In this study, we introduce 2D ST-FAM (SpatioTemporal Fire spread forecasting AI Model), a data-driven model that predicts the tunnel-wide two-dimensional field distribution from sparse sensor measurements (see Figure 3). The model takes as input a sequence of sensor readings over a past time window of length t seconds and predicts the full 2D field at a future target time $t_{\mathrm{target}}=t_{\mathrm{end}}+\Delta t$. Architecturally, 2D ST-FAM follows an encoder–bottleneck–decoder design composed of a Long Short-Term Memory (LSTM [22]) encoder, a fully connected bottleneck block, and a spatial decoder. The LSTM encoder ingests the time-resolved sparse sensor data and captures the underlying temporal dependencies of the fire dynamics in a latent feature representation. This encoded representation is then transformed by the bottleneck block into a compact latent vector that is well suited for spatial reconstruction. Finally, the decoder maps this latent vector to the full tunnel cross-sectional field on the $30\times 2992$ grid, generating the predicted each scalar field (temperature, soot, CO) distributions at the future time offset $\Delta t$. The detailed layer-wise architecture of 2D ST-FAM is provided in Appendix B.

Figure 2. Vertical center plane (longitudinal section) and horizontal breathing plane (1.8 m above the walkway bottom) extracted from the 3D CFD simulation. The center plane shows an example temperature contour and the breathing plane shows an example CO contour, both resampled and downsampled to a resolution of $30\times 2992$ and used as 2D target fields for model training.

Figure 2. Vertical center plane (longitudinal section) and horizontal breathing plane (1.8 m above the walkway bottom) extracted from the 3D CFD simulation. The center plane shows an example temperature contour and the breathing plane shows an example CO contour, both resampled and downsampled to a resolution of $30\times 2992$ and used as 2D target fields for model training.
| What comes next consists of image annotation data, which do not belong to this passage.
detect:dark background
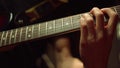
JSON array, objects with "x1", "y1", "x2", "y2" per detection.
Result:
[{"x1": 0, "y1": 0, "x2": 119, "y2": 68}]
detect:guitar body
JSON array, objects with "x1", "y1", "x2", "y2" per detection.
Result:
[{"x1": 0, "y1": 11, "x2": 10, "y2": 31}]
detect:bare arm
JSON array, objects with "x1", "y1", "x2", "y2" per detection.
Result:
[{"x1": 80, "y1": 7, "x2": 118, "y2": 68}]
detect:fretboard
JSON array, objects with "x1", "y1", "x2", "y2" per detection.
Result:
[{"x1": 0, "y1": 6, "x2": 120, "y2": 47}]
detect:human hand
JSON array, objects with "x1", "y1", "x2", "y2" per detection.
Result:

Figure 3. Architecture of the proposed 2D ST-FAM. A sequence of sparse measurements from 75 sensors over a past time window of length t is encoded by stacked LSTM layers and a fully connected bottleneck. The decoder, composed of transposed convolution and convolution blocks, upsamples the latent representation to a $2992\times 30$ 2D field and produces the prediction of the fire-spread state $\Delta t$ seconds ahead on the chosen tunnel cross-section.

Figure 3. Architecture of the proposed 2D ST-FAM. A sequence of sparse measurements from 75 sensors over a past time window of length t is encoded by stacked LSTM layers and a fully connected bottleneck. The decoder, composed of transposed convolution and convolution blocks, upsamples the latent representation to a $2992\times 30$ 2D field and produces the prediction of the fire-spread state $\Delta t$ seconds ahead on the chosen tunnel cross-section.
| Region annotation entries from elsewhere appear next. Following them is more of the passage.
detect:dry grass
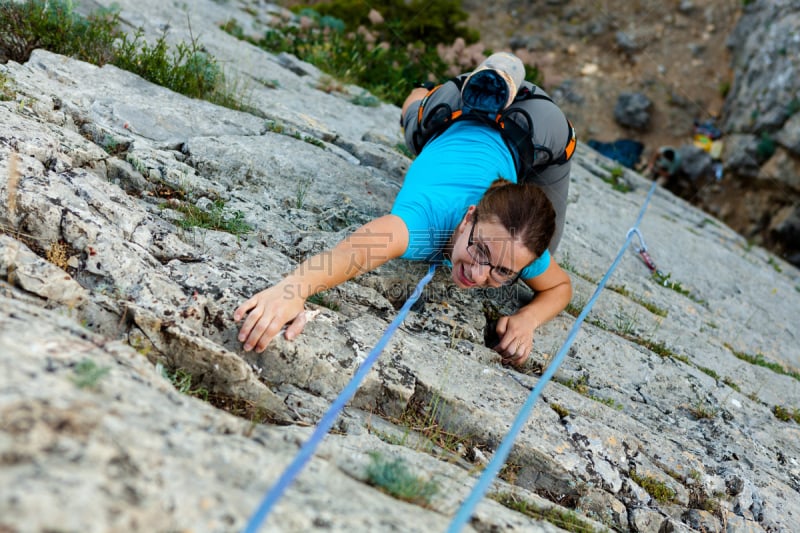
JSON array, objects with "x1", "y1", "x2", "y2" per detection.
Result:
[{"x1": 8, "y1": 153, "x2": 19, "y2": 225}]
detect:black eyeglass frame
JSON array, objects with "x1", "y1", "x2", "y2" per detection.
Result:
[{"x1": 467, "y1": 217, "x2": 522, "y2": 287}]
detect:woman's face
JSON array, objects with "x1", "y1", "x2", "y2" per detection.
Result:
[{"x1": 450, "y1": 206, "x2": 535, "y2": 289}]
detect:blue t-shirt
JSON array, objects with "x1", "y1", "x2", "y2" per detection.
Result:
[{"x1": 391, "y1": 120, "x2": 550, "y2": 279}]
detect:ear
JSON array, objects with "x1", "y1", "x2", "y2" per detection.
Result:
[{"x1": 459, "y1": 205, "x2": 478, "y2": 230}]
A previous study [16] considered a significantly smaller tunnel configuration: a 160 m long tunnel instrumented with 32 sensors placed at 5 m intervals along the longitudinal axis. The forecasting model employed a relatively compact architecture with two stacked LSTM layers, followed by two fully connected layers, and a transposed-convolutional (TConv [23]) decoder comprising six TConv layers and a final convolutional layer to reconstruct the fire spread fields. This configuration was sufficient to capture the fire dynamics over the smaller domain and sparser spatial extent. Compared to previous work, the present tunnel setting poses a substantially larger spatial domain and a denser sensor configuration. Directly reusing the earlier model architecture in this enlarged setting led to poor convergence and inadequate reconstruction quality, indicating that the original capacity and representation pathway were no longer sufficient. In 2D ST-FAM, we therefore (i) roughly double the number of sensors used as input, (ii) increase the dimensionality of the LSTM hidden state relative to the earlier model to enhance temporal modeling capacity, and (iii) introduce a dedicated fully connected bottleneck block between the recurrent encoder and the spatial decoder. The enlarged LSTM hidden state and the bottleneck block were tuned empirically to strike a balance between expressiveness and stability during training.

The fully connected bottleneck plays a central role in scaling to larger spatial domains. It aggregates the temporally encoded sensor features into a structured latent vector whose size is carefully matched to the spatial decoder’s input shape. This design allows the decoder to exploit the sensor information and expanded receptive field without incurring prohibitive memory or compute costs. By appropriately controlling the dimensionality of this bottleneck, we are able to train 2D ST-FAM to convergence on low-cost GPUs and to maintain real-time inference throughput, while still accurately capturing fire, soot, and CO spread over the enlarged tunnel cross-section.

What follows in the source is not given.